Heart rhythm recordings
Training cohort
In the training cohort, patients were screened for participation via telephone call 1–2 weeks prior to their scheduled DCCV treatment and were asked to attend a screening visit the following day. Included patients were instructed to record simultaneous 1-min PPG and 1L-ECG measurements at least twice daily until their scheduled DCCV. If the DCCV was successful, the patients were asked to continue recording at least twice daily for an additional 30 days following DCCV. The first recording was performed under supervision during the inclusion appointment.
External validation cohort
In the external validation cohort, patients eligible for DCCV were screened for participation on the day of treatment. After confirmation of AF or AFL on 12-lead ECG, and if no contraindications for DCCV were identified, patients were informed and asked about participation. Included patients were instructed to record simultaneous 1-min PPG and 1L-ECG measurements at least twice daily for 30 days following DCCV. The first simultaneous PPG and 1L-ECG recordings were made before the DCCV treatment. Patients not converted to sinus rhythm (SR) after DCCV, as recorded by 12-lead ECG, were excluded.
The recordings in both cohorts were manually monitored daily by the investigators. The ambulatory recordings were made unsupervised, i.e. without any assistance in device handling from the investigators. Patients with recurring recordings with heart rate lower than 40 b.p.m. or over 140 b.p.m. had a telephone consultation with a physician.
Manual reading of ECG recordings
The manual reading of 1L-ECG recordings used a customized software platform; see Figure 1. The set of heart rhythm diagnoses available to the readers is reported in Supplementary material online, Table S1. A minimum of 30 s of each 1-min recording was required to have sufficient signal quality to qualify for a heart rhythm diagnosis.

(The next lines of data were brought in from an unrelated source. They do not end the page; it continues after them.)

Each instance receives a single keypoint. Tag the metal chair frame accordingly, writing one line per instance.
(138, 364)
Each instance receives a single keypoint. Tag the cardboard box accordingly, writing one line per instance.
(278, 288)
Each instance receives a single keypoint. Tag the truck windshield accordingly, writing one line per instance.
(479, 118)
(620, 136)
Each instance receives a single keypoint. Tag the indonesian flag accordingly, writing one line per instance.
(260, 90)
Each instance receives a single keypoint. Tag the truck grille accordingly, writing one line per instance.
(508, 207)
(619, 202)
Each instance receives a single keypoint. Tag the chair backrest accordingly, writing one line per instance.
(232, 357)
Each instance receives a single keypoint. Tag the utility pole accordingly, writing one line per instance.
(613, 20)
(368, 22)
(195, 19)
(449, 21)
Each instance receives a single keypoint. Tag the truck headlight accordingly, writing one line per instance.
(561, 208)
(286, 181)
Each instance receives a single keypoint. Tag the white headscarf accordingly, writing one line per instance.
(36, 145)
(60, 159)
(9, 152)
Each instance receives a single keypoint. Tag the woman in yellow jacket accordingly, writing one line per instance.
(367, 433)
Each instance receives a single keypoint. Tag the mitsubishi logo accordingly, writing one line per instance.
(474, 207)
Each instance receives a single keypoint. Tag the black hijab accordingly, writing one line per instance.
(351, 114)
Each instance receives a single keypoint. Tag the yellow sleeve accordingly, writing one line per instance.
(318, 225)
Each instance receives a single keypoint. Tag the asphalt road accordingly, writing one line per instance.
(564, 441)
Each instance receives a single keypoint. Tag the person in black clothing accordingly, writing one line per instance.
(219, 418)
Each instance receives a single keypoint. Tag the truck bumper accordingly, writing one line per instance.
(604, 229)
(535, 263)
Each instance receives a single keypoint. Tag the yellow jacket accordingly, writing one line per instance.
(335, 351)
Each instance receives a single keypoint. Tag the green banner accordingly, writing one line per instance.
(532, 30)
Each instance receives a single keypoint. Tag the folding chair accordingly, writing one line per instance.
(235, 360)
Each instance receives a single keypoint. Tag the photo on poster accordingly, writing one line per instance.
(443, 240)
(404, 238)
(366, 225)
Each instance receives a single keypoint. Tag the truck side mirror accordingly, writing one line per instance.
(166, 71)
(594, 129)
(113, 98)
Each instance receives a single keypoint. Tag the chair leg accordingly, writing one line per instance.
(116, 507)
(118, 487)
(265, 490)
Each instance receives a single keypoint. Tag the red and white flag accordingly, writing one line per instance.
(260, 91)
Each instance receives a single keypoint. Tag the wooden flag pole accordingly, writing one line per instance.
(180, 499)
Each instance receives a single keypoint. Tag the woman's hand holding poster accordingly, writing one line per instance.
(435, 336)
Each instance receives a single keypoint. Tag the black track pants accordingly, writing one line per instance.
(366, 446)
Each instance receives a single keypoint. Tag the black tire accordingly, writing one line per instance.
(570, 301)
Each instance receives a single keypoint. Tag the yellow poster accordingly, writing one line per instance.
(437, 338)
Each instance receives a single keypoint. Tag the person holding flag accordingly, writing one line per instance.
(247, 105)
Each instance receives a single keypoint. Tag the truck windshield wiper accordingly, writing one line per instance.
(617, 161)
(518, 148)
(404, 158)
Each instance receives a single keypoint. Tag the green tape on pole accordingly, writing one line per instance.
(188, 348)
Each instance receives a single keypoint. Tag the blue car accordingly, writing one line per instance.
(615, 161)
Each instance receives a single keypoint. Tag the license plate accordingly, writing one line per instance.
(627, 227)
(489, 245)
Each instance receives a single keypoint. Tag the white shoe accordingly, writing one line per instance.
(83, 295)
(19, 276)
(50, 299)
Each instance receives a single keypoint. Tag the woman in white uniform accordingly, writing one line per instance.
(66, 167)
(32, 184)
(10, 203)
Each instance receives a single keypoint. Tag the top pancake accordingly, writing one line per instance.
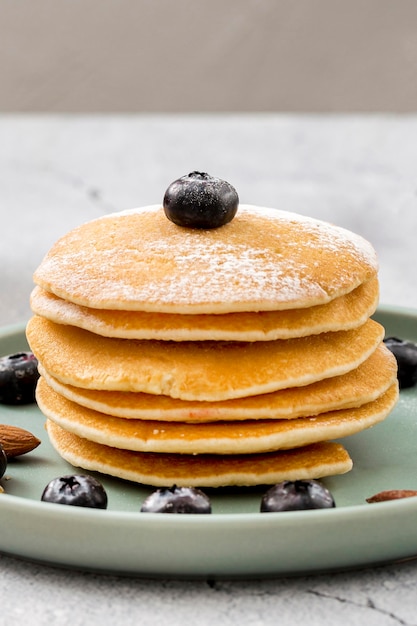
(263, 260)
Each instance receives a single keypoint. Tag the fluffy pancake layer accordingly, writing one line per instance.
(263, 260)
(238, 437)
(343, 313)
(160, 470)
(205, 370)
(359, 386)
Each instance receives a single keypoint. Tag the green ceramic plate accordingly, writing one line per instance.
(236, 540)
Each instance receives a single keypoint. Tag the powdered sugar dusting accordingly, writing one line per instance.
(263, 259)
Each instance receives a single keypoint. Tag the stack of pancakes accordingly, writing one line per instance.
(232, 356)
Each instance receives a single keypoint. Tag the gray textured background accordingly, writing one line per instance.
(208, 55)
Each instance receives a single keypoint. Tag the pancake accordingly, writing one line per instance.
(161, 470)
(263, 260)
(209, 370)
(343, 313)
(357, 387)
(220, 438)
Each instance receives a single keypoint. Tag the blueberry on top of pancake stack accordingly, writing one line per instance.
(208, 343)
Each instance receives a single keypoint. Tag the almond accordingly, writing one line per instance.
(17, 441)
(393, 494)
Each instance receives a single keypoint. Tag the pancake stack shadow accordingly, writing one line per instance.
(209, 358)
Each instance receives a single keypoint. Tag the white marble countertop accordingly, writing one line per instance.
(56, 172)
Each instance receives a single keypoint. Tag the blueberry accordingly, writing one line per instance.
(3, 461)
(406, 354)
(18, 377)
(76, 490)
(199, 200)
(297, 495)
(177, 500)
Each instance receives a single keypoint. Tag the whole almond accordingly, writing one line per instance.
(393, 494)
(17, 441)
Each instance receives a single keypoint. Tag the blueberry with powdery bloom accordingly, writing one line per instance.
(76, 490)
(177, 500)
(18, 378)
(199, 200)
(297, 495)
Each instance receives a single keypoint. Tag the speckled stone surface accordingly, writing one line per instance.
(357, 171)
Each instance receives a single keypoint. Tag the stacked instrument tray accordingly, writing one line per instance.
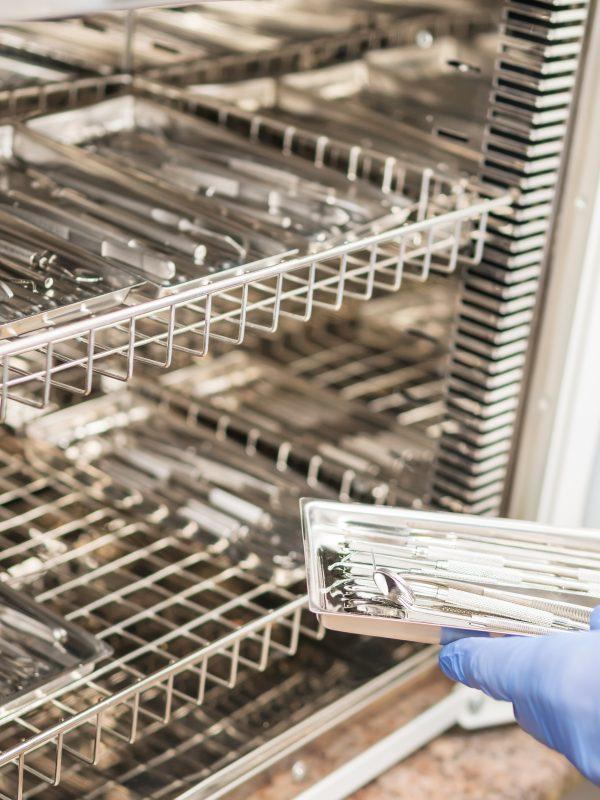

The 1L-ECG recordings were considered the gold standard and were independently analysed by two cardiology consultants (J.E. and K.K.G.) with experience in 1L-ECG reading. In the case of disagreement, a third cardiologist (E.S.) analysed the recording blinded to the heart rhythm diagnoses selected by the two initial readers. If all three readers provided different diagnoses, the heart rhythm diagnosis was determined by consensus in a meeting. The 1L-ECG recordings for each pseudonymized patient were grouped together and presented chronologically.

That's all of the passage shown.